Some people find that the peel of a fruit has more allergens than the meat, so peeling first helps, Wood said.
Because the reaction is usually localized to the mouth area, including lips, tongue, and throat, some people will choose to ignore the symptoms and continue to eat offending foods, Wood said. For people with reactions confined to the mouth, this is a "reasonable" choice they could make. Learn more about managing food allergies »
"Patients will typically decide on their own, without any discussion with a doctor, whether they enjoy the apple enough to put up with an itchy mouth, or whether they hate the itchy mouth enough to avoid the apple," he said.
Ragweed: Bananas, melons (watermelon, cantaloupe, honeydew), tomatoes
Birch: Apples, carrots, celery, peaches, pears, potatoes, hazelnuts
Grass: Kiwis, tomatoes
Mugwort: Apples, carrots, celery, kiwi fruit, peanuts, some spices (caraway seeds, parsley, coriander, anise seeds, fennel seeds)
Source: The Mayo Clinic
But in rare cases people with oral allergy syndrome experience anaphylaxis, a life-threatening reaction that may include blocked airways, low blood pressure, anxiety, vomiting and diarrhea. The most severe reactions require the use of an injection of epinephrine to subside, which is why many people with food allergies carry auto-injectors for emergencies.
Over-the-counter antihistamines alleviate symptoms of reactions for some people, experts say.
Studies have shown that some people who undergo allergy shots for pollen allergies will experience relief in oral allergy syndrome, Wood said, but at this point no one should get shots just for that reason, since they don't work on most people's food allergies.

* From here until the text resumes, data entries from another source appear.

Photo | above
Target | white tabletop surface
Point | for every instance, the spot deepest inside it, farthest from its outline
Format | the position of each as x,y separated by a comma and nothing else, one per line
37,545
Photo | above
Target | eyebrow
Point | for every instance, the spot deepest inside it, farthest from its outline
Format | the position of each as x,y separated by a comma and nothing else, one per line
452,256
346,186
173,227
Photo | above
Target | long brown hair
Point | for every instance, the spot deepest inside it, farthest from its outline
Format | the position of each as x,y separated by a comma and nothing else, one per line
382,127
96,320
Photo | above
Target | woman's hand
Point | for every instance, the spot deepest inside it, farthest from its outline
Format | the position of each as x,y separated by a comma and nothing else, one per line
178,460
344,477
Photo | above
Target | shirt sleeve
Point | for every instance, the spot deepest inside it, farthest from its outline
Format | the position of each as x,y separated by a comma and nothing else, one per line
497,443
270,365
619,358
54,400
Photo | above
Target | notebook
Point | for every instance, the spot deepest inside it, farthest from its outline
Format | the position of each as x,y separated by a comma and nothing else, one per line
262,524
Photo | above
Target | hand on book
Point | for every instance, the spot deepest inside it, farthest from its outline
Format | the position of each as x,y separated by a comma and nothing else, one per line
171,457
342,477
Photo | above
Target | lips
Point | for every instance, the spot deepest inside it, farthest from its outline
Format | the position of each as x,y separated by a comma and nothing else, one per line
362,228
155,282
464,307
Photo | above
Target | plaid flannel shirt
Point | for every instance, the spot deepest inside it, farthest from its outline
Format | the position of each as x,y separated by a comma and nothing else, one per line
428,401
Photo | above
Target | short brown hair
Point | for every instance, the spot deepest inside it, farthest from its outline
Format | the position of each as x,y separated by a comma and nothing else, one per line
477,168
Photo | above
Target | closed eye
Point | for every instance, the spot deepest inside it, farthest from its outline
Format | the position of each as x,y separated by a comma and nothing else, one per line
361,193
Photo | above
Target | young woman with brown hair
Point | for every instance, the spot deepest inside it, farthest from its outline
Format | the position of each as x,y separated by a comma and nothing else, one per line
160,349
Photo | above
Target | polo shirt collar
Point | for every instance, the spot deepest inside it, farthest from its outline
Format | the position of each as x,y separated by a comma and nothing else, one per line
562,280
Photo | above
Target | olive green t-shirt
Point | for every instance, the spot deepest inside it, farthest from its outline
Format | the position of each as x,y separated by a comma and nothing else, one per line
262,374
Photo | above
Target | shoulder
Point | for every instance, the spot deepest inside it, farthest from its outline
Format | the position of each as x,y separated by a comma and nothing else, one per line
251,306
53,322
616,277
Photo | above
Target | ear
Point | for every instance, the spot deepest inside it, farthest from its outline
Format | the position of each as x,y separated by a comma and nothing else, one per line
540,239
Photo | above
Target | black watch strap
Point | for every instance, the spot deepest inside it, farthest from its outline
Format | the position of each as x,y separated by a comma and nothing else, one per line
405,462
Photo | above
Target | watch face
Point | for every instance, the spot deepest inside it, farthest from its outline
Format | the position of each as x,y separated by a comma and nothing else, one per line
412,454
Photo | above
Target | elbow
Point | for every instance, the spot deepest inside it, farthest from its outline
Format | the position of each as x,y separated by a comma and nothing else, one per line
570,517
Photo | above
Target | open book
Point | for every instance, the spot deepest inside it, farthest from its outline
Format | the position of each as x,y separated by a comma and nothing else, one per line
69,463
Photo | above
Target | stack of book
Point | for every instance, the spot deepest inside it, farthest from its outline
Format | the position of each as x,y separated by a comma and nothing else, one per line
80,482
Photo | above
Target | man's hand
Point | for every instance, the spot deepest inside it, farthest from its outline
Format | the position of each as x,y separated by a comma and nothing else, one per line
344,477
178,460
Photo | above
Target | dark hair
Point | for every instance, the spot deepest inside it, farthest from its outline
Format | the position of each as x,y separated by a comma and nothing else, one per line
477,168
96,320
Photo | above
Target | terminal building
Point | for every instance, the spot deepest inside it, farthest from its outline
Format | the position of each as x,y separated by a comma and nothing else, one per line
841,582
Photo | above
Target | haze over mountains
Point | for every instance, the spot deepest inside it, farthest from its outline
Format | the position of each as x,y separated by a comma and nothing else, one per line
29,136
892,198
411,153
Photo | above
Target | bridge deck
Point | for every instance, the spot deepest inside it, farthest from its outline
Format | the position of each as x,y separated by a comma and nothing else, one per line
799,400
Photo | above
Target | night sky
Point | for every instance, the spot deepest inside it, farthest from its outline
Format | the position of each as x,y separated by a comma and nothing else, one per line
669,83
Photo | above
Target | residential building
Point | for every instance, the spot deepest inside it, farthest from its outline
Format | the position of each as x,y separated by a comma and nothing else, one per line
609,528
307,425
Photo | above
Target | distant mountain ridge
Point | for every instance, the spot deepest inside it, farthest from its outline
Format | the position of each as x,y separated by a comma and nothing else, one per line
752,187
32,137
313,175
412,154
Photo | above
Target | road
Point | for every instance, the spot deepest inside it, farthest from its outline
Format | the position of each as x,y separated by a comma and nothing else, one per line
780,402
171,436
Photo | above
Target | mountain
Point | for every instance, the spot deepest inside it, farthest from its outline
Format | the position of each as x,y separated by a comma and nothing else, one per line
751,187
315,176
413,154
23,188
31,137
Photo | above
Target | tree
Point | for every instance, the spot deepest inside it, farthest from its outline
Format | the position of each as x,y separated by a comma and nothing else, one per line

"If you are a good candidate for allergy shots otherwise, this may be a side benefit," he said.
While other kinds of food allergies present in the first two or three years of life, pollen allergies that contribute to oral allergy syndrome develop more slowly, Wood said, peaking in the teenage and young adult years. Some people may develop allergies even later in life, he said.
A person who moves to a new part of the country, having never been exposed to the native pollens there, may become allergic to those pollens and have some spill-over into food allergies, Wood said.
Typically, once people start to react to some foods, they will also react to other foods in the same group. People may find that their allergies to raw fruits and vegetables subside during the season when the associated pollen levels are low. For example, a person may react to raw apples from March to October, but feel fine when eating them from November to February, when birch pollen is low, Wood said.
About half of people with pollen allergies have improvement from puberty through adulthood, which correlates with associated food allergies, Wood said.
"The better the pollen allergy gets, in most people, the less the food allergy will occur," he said.